Want to make the most of your visit to this iconic park? We’ve got you covered with this one-day itinerary.
Known for its spectacular ocean views and rugged offshore islands,
Lincoln National Park is one of South Australia’s many true beauties.
The park sits on the south-eastern tip of the Eyre Peninsula, just south of the regional city of Port Lincoln.
While it’s an 8-hour, 680-kilometre drive from Adelaide the park’s magnificent scenery and tranquil beaches will totally make it worth every ‘are we there yet?’ from the backseat of the car.
If you’re in Adelaide or can make your way there, you can also choose to cut down your travel time by flying from Adelaide Airport to Port Lincoln in about 50-minutes.
Lincoln National Park has something for everyone. If you’re feeling up for an adventure, you can go hiking, fishing or four-wheel-driving, but if you’re after a more relaxing time, soak up the sun on the beach or cool off in the clear, blue waters.
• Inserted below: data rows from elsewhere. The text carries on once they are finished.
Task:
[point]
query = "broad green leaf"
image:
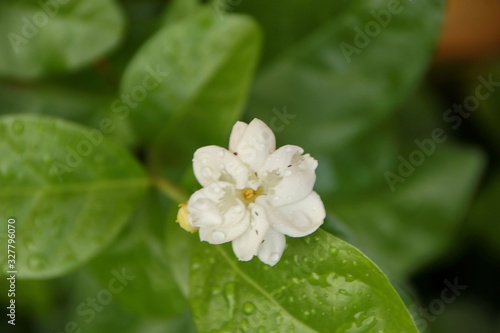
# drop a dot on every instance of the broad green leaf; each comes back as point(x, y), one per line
point(93, 305)
point(331, 97)
point(41, 37)
point(86, 108)
point(321, 284)
point(484, 213)
point(192, 77)
point(404, 229)
point(154, 292)
point(69, 190)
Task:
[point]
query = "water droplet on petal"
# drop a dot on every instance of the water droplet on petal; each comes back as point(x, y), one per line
point(206, 172)
point(218, 236)
point(274, 257)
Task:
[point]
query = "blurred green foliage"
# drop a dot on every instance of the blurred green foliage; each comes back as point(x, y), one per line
point(104, 102)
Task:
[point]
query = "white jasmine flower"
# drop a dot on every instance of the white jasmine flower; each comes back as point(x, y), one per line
point(254, 194)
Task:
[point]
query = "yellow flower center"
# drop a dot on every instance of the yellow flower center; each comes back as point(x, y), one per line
point(182, 219)
point(249, 194)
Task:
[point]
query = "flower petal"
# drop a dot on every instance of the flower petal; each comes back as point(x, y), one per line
point(254, 144)
point(215, 206)
point(299, 219)
point(247, 245)
point(288, 176)
point(236, 134)
point(272, 247)
point(214, 163)
point(223, 235)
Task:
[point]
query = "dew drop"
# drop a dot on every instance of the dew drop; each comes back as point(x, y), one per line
point(344, 292)
point(274, 257)
point(248, 308)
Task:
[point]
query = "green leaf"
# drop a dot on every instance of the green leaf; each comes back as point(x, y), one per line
point(154, 292)
point(69, 190)
point(321, 284)
point(406, 228)
point(86, 108)
point(198, 70)
point(484, 213)
point(331, 97)
point(42, 37)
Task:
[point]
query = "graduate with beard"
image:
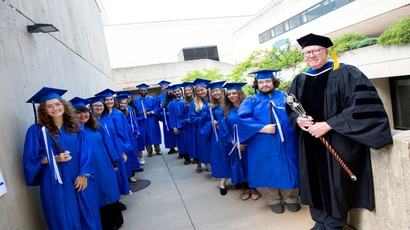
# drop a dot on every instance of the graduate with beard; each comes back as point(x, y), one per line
point(344, 107)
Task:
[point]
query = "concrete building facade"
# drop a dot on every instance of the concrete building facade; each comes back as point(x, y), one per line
point(75, 58)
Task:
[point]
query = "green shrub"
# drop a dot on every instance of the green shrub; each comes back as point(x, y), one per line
point(364, 43)
point(398, 33)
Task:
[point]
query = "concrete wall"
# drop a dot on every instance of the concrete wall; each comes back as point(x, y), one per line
point(128, 78)
point(74, 58)
point(160, 42)
point(366, 16)
point(392, 184)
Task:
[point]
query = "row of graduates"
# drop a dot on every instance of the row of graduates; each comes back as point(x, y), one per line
point(82, 159)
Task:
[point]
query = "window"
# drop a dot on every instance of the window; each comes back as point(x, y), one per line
point(279, 29)
point(313, 12)
point(209, 52)
point(294, 22)
point(400, 89)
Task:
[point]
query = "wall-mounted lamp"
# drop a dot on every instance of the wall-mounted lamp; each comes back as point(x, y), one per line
point(43, 28)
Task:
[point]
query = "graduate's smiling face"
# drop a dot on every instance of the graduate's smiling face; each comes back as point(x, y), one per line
point(233, 95)
point(201, 91)
point(188, 92)
point(216, 93)
point(315, 56)
point(109, 102)
point(177, 93)
point(123, 104)
point(98, 108)
point(266, 85)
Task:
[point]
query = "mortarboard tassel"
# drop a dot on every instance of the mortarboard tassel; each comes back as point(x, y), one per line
point(336, 63)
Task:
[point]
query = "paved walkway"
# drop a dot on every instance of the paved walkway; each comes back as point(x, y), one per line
point(179, 198)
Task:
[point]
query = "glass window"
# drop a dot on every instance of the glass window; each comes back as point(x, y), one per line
point(294, 22)
point(328, 6)
point(279, 29)
point(313, 12)
point(400, 89)
point(340, 3)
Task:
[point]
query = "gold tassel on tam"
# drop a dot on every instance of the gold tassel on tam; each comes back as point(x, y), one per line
point(336, 63)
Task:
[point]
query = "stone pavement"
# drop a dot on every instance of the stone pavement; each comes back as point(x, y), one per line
point(179, 198)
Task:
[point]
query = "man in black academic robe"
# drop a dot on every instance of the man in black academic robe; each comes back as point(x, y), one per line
point(344, 107)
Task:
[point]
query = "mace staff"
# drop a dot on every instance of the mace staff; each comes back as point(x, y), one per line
point(298, 108)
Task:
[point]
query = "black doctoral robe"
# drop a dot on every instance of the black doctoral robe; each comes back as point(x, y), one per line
point(352, 107)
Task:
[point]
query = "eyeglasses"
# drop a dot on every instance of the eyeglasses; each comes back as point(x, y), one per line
point(308, 53)
point(56, 105)
point(98, 106)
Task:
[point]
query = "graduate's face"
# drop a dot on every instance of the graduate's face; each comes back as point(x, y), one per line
point(216, 93)
point(233, 95)
point(123, 104)
point(266, 86)
point(83, 116)
point(143, 92)
point(98, 108)
point(315, 56)
point(54, 108)
point(188, 92)
point(201, 91)
point(177, 93)
point(109, 102)
point(164, 89)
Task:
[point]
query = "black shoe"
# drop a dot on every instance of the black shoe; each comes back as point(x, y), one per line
point(277, 208)
point(293, 207)
point(123, 207)
point(223, 191)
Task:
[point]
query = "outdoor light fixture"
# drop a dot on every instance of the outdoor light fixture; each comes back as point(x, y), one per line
point(43, 28)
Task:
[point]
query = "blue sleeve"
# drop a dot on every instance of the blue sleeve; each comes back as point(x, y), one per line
point(34, 153)
point(247, 124)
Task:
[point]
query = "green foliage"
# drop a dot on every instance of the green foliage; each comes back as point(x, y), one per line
point(344, 42)
point(364, 43)
point(210, 74)
point(398, 33)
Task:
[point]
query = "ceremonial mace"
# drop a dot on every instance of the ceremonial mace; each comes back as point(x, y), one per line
point(298, 108)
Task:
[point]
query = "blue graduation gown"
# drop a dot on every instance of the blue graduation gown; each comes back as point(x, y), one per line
point(132, 163)
point(239, 167)
point(202, 144)
point(63, 206)
point(169, 136)
point(272, 163)
point(189, 129)
point(175, 109)
point(121, 144)
point(149, 123)
point(218, 153)
point(105, 179)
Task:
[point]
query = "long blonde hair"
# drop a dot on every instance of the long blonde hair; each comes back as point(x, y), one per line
point(229, 104)
point(199, 104)
point(214, 102)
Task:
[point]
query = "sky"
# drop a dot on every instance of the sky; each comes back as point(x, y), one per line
point(136, 11)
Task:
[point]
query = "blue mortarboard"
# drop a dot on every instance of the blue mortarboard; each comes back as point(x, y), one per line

You’ll find plenty of opportunities for bird and wildlife watching and practicing your
photography skills too.
To help you plan your visit, here are some ideas on how to spend a day in the park:
Before you go
Before you start your day of adventure, make sure you buy your vehicle entry pass. You can buy it
online before you head to the park or from the Port Lincoln Visitor Information Centre.
Lincoln is renowned for its rugged beauty and wilderness – but this also means there’s limited facilities available onsite, so you’ll need to be prepared.
Make sure you pack enough drinking water and food as there are no shops located in the park. It’s also a good idea to pack sun protection (a hat, sunglasses and sunscreen) and insect repellent. If you’re planning on hiking it’s also essential you wear suitable footwear and clothing, such as long pants.
When you get there
When you are all prepared and ready to go, travel to Port Lincoln and head south on Proper Bay Road until you reach the park entrance.
As you head deeper into the park, keep your eyes focussed on the road as the abundant wildlife may make an appearance. It’s best to be a little cautious and keep to the set speed limits – for your safety and the
safety of our widlife.
Before the sun gets too hot, go for a morning walk or hike. Head to the Stamford Hill Day Visit area carpark, where you’ll have the choice of two walks:
Easy walk – Surfleet Cove Loop (1.5 hours return, 4.8 km)
The Surfleet Cove Loop is an ideal trail for the whole family. It’s a scenic walk along the shores of Proper Bay and Surfleet Cove, which returns through eucalypt and tea-tree woodland.
Top tip: Take an optional detour at Surfleet Cove and follow the coast to Surfleet Point for views of Boston Island and Boston Bay.
Hard Hike – Stamford Hill Loop (2 hours return, 5.7 km)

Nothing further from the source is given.